When you run the calculator, you’ll typically provide input fields similar to these categories (the labels can vary by interface):

  1. Income information

    • Gross or net income values you want to apply
    • Any adjustments your scenario requires (as reflected in the tool)
  2. Household / support factors

    • Number of children (if required)
    • Parenting-time or time-share inputs (if the tool includes them)
  3. Support parameters

    • Inputs or toggles that distinguish the scenario logic for alimony vs. child-support modeling
    • Any duration/term inputs, if the calculator supports period-based estimates

Input consistency tip: If the tool expects a specific income definition (gross vs. net), keep your inputs consistent across scenarios so you’re comparing like to like.

How outputs change (sensitivity checks)

After your baseline run, try these quick “reference tests” to see what drives the output:

  • Income change test: Adjust one income value slightly (example: +5%) and rerun.
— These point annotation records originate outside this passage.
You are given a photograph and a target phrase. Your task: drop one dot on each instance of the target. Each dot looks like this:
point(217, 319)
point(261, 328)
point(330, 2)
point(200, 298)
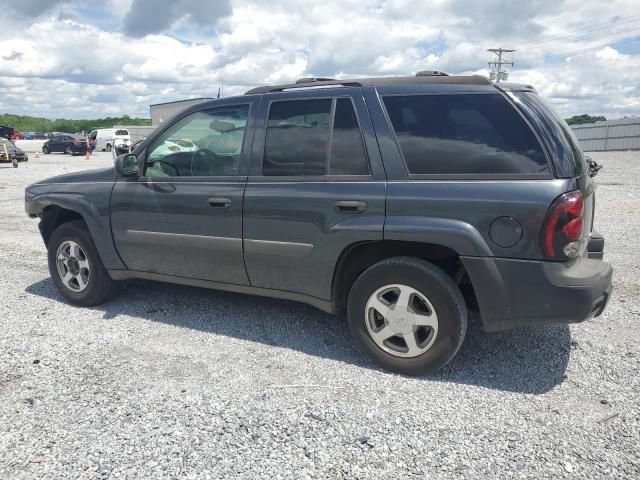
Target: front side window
point(304, 140)
point(464, 134)
point(203, 144)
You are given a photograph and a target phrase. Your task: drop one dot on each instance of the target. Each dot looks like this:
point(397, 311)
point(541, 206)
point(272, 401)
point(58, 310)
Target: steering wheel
point(205, 157)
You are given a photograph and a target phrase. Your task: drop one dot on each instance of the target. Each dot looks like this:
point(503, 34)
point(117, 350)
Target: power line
point(625, 21)
point(567, 53)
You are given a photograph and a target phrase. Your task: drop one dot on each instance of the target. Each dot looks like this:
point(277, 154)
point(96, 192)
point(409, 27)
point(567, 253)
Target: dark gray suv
point(400, 203)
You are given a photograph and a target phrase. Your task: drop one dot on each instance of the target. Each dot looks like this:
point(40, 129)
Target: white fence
point(621, 134)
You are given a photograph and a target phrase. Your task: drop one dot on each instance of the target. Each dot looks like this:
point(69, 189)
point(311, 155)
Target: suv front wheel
point(76, 268)
point(407, 314)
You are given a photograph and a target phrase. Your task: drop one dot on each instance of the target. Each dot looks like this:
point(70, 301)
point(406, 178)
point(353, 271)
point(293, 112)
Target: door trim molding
point(184, 240)
point(324, 305)
point(272, 247)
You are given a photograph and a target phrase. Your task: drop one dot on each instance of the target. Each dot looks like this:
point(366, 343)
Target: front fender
point(89, 201)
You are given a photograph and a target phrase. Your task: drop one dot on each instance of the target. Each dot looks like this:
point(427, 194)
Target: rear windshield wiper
point(594, 167)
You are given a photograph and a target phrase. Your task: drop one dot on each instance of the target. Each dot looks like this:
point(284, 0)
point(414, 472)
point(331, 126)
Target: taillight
point(562, 230)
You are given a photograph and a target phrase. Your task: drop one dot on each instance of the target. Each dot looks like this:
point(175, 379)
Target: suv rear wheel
point(407, 315)
point(76, 268)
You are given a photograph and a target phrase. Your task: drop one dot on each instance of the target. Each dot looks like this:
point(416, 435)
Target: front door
point(316, 187)
point(183, 216)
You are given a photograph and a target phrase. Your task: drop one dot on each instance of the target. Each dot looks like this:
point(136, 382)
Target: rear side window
point(558, 136)
point(464, 134)
point(314, 138)
point(347, 150)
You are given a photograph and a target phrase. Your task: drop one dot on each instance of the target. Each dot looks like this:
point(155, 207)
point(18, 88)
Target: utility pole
point(497, 73)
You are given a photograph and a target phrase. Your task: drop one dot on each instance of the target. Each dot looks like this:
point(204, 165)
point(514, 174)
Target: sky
point(90, 59)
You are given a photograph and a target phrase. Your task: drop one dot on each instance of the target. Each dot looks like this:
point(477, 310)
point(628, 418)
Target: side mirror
point(128, 165)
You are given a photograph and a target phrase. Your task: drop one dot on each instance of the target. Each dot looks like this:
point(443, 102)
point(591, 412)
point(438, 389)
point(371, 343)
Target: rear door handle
point(219, 202)
point(350, 206)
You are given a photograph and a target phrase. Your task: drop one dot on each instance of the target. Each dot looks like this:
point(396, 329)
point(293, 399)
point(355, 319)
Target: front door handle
point(219, 202)
point(350, 206)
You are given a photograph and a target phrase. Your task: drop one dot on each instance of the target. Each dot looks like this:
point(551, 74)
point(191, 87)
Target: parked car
point(35, 136)
point(106, 138)
point(6, 132)
point(398, 203)
point(66, 143)
point(17, 135)
point(14, 152)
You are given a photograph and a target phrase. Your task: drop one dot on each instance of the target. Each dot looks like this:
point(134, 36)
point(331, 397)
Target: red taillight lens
point(563, 228)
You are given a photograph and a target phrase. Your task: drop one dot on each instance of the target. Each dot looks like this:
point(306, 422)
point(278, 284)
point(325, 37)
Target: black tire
point(434, 284)
point(100, 286)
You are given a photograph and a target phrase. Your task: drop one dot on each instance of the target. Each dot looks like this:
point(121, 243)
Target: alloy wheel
point(73, 266)
point(401, 320)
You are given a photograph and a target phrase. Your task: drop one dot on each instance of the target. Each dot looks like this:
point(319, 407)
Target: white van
point(105, 138)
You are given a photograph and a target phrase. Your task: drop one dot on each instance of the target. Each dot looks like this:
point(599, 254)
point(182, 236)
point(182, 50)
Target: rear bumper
point(513, 293)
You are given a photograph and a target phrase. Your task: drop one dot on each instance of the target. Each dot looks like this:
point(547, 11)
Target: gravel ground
point(175, 382)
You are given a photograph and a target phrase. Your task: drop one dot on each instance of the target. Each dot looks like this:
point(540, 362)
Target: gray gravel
point(176, 382)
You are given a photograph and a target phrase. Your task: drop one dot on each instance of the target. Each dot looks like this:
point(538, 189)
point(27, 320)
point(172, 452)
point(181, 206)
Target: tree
point(584, 118)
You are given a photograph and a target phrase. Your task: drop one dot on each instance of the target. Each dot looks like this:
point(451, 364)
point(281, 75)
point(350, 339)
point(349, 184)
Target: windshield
point(556, 134)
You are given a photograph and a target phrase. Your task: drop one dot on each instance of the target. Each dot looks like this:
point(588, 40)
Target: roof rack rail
point(305, 83)
point(314, 79)
point(431, 73)
point(421, 78)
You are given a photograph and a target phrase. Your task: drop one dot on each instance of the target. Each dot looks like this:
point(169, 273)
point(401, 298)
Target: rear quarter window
point(557, 135)
point(464, 134)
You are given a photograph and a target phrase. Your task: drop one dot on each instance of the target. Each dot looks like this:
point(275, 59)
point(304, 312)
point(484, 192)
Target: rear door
point(183, 217)
point(316, 186)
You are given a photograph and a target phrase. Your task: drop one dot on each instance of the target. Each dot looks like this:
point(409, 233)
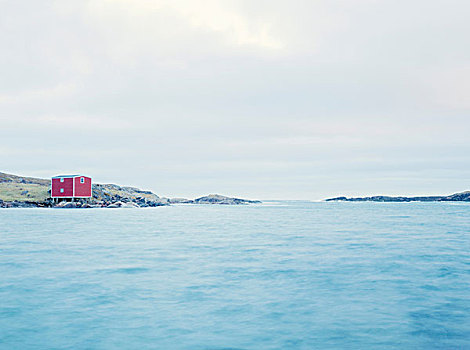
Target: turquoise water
point(291, 275)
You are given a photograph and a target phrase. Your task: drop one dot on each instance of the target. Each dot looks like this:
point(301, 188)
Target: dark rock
point(458, 197)
point(218, 199)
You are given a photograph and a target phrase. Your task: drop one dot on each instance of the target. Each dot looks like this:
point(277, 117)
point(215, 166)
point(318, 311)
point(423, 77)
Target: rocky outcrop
point(218, 199)
point(28, 192)
point(457, 197)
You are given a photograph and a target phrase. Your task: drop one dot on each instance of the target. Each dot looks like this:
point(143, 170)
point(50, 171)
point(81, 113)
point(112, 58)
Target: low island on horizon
point(30, 192)
point(456, 197)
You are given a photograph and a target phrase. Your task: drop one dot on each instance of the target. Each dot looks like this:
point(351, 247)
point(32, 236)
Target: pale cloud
point(283, 99)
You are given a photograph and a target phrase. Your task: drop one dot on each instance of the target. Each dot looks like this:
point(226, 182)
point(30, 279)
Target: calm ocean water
point(287, 275)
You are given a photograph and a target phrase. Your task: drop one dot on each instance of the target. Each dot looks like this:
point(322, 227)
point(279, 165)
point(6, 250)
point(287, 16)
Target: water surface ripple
point(292, 275)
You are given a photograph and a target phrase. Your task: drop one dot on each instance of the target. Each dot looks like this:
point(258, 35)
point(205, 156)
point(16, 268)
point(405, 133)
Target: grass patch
point(11, 191)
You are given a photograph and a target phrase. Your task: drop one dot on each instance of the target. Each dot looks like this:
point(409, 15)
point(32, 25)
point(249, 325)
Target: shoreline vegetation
point(29, 192)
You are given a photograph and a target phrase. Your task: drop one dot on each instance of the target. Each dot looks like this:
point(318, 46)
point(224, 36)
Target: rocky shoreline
point(27, 192)
point(456, 197)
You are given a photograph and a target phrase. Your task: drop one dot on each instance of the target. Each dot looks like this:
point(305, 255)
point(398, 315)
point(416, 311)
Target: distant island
point(29, 192)
point(457, 197)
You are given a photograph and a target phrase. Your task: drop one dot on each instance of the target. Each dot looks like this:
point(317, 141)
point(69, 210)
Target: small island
point(29, 192)
point(456, 197)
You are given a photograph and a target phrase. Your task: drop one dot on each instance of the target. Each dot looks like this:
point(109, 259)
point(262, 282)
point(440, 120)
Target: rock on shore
point(215, 199)
point(27, 192)
point(457, 197)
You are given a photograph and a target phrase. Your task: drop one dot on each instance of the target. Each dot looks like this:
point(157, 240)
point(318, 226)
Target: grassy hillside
point(29, 189)
point(23, 189)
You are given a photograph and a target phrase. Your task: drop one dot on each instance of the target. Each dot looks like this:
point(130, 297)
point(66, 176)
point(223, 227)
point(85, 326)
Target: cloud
point(286, 99)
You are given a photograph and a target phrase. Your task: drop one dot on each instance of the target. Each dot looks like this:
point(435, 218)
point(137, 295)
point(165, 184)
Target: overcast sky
point(273, 99)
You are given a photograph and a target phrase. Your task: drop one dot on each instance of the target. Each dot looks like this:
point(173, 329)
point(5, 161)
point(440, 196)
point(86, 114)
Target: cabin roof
point(58, 176)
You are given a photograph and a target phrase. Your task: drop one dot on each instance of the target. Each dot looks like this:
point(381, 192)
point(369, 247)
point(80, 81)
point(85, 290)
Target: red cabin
point(71, 186)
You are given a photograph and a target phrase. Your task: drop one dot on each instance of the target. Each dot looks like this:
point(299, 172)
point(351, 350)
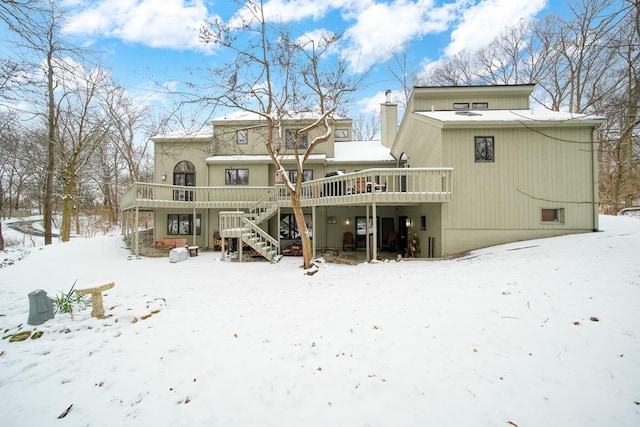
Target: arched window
point(403, 162)
point(184, 173)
    • If the result moves a lot, your estimate is highly sensitive to income assumptions.
  • Children / parenting-time test: Change the number of children or time-sharing values (if present) and rerun.

    • If the output shifts significantly, those factors are likely influential in the tool’s calculation logic.
  • Duration/period test: If you can set different durations/terms in the tool, rerun with a different period.

    • This helps you distinguish a “monthly-style” estimate from a longer-horizon total.

Scenario comparison format (recommended)

Keep a simple side-by-side table as you experiment:

ScenarioKey input differenceOutput result (estimated)
BaselineYour current assumptions$____
Income-adjusted+5% to one income input$____
Parenting-time adjustedDifferent time allocation$____

Where the SOL reference fits (and where it doesn’t)

The 1-year general SOL reference under La. Rev. Stat. Ann. § 9:2800.9 is used here as a timing context for a reference snapshot. It does not replace case-specific legal analysis.

If your goal is tracking deadlines for support-related disputes:

  • anchor your workflow to your case timeline (service, filings, orders), and
  • verify whether your claim category has its own SOL rule (not provided in the data used for this snapshot).